The receptionist told Howell pets often ingest marijuana in parks, on school grounds and hiking trails. It’s not just from pooches finding their owner’s stashes, she said. (Howell recalled finding a golf ball-sized bag of pot while walking Rosie at Ranch Park elementary earlier this year.)
Central veterinarian Peter Bassi said the clinic gets two or three such cases a week, sometimes more. In fact, on the night of Rosie’s stay, there was another case in the clinic.
“It’s not always the ingestion of the marijuana, it’s the smoking in the environment. Second-hand smoke can make them fairly high,” said Bassi.
He cited an incident where the owners smoked pot in their basement suite while the dog was outside on the porch inhaling the rising fumes.
“The dog was fairly high and they were surprised it was the same marijuana fumes that they had inhaled,” said Bassi.
He noted the keen sense of smell dogs have can often get them in trouble, especially when out for walks in areas where kids are known to sneak a toke.

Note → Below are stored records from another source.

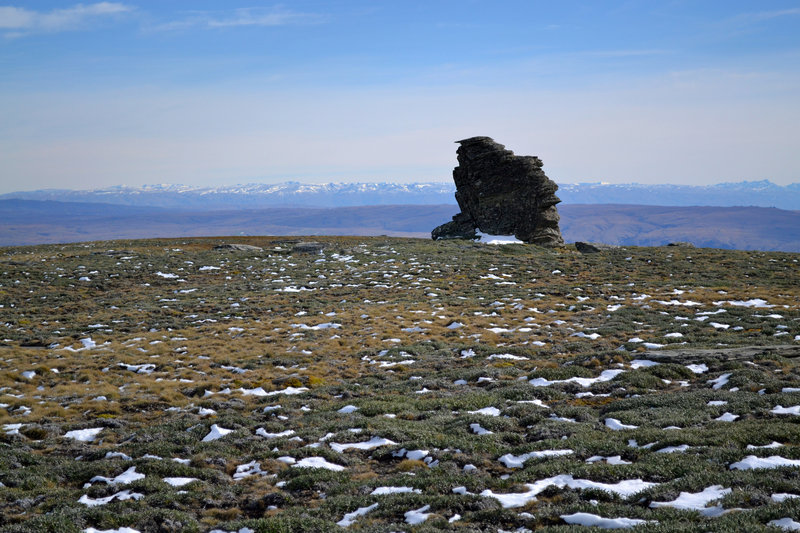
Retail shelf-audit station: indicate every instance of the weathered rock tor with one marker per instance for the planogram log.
(500, 193)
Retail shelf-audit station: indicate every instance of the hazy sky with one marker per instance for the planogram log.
(219, 92)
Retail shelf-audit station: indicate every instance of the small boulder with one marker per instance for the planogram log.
(308, 248)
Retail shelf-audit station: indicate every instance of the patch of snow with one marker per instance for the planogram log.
(516, 461)
(673, 449)
(129, 476)
(642, 363)
(178, 481)
(479, 430)
(786, 524)
(349, 518)
(623, 488)
(783, 496)
(216, 432)
(261, 432)
(605, 375)
(616, 425)
(779, 410)
(380, 491)
(698, 368)
(751, 462)
(719, 382)
(418, 516)
(755, 302)
(697, 501)
(507, 356)
(317, 462)
(121, 496)
(488, 411)
(593, 520)
(612, 460)
(371, 444)
(83, 435)
(773, 444)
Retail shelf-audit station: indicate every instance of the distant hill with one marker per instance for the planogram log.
(294, 194)
(746, 228)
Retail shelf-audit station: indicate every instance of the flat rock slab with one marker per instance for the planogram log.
(723, 353)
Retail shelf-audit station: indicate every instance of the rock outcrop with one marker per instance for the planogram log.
(500, 193)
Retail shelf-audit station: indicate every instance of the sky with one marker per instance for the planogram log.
(203, 92)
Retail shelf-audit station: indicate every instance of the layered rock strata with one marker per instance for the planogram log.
(500, 193)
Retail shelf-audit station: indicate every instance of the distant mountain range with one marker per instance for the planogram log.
(745, 228)
(294, 194)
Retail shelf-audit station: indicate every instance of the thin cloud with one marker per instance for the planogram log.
(766, 15)
(19, 21)
(244, 17)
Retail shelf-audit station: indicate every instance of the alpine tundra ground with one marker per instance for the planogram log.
(397, 385)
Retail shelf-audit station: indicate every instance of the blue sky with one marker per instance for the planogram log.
(95, 94)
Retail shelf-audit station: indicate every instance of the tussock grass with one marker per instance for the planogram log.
(422, 331)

“They get attracted to this very easily because it’s a different smell to them, and they get their nose down and all of a sudden they get high on their own,” said Bassi. “It could be fatal if the ingestion is more than what they can handle because they don’t know how much to eat or not to eat.”
Before cannabis was legalized last month, he said, pet owners were “very protective” when presented with the diagnosis of marijuana poisoning, saying they didn’t know how their pet ingested it. But Bassi also said it is quite common for pets to get poisoned while out for a walk.
“We always tell people if you live in an area for a few months, you get a feel for where the kids hang out and go to smoke, and try not to take your dog in that area because there are tons of other places that are considered clean and people don’t smoke in that area,” said Bassi.
He also advised walking dogs in the daytime so owners can see if their pet ingests something.
According to the website petpoisonhelpline.com, “clinical signs [of marijuana poisoning] can be seen within minutes to hours depending on how the pet was exposed (inhalation versus ingestion). Classic signs of poisoning include a dazed expression, glassy eyes, incoordination, slow response times, and dribbling urine. Vomiting and drooling are also common, despite marijuana’s anti-nausea effects. Other signs include changes in heart rate, vocalization, neurological stimulation, hyperactivity, or coma."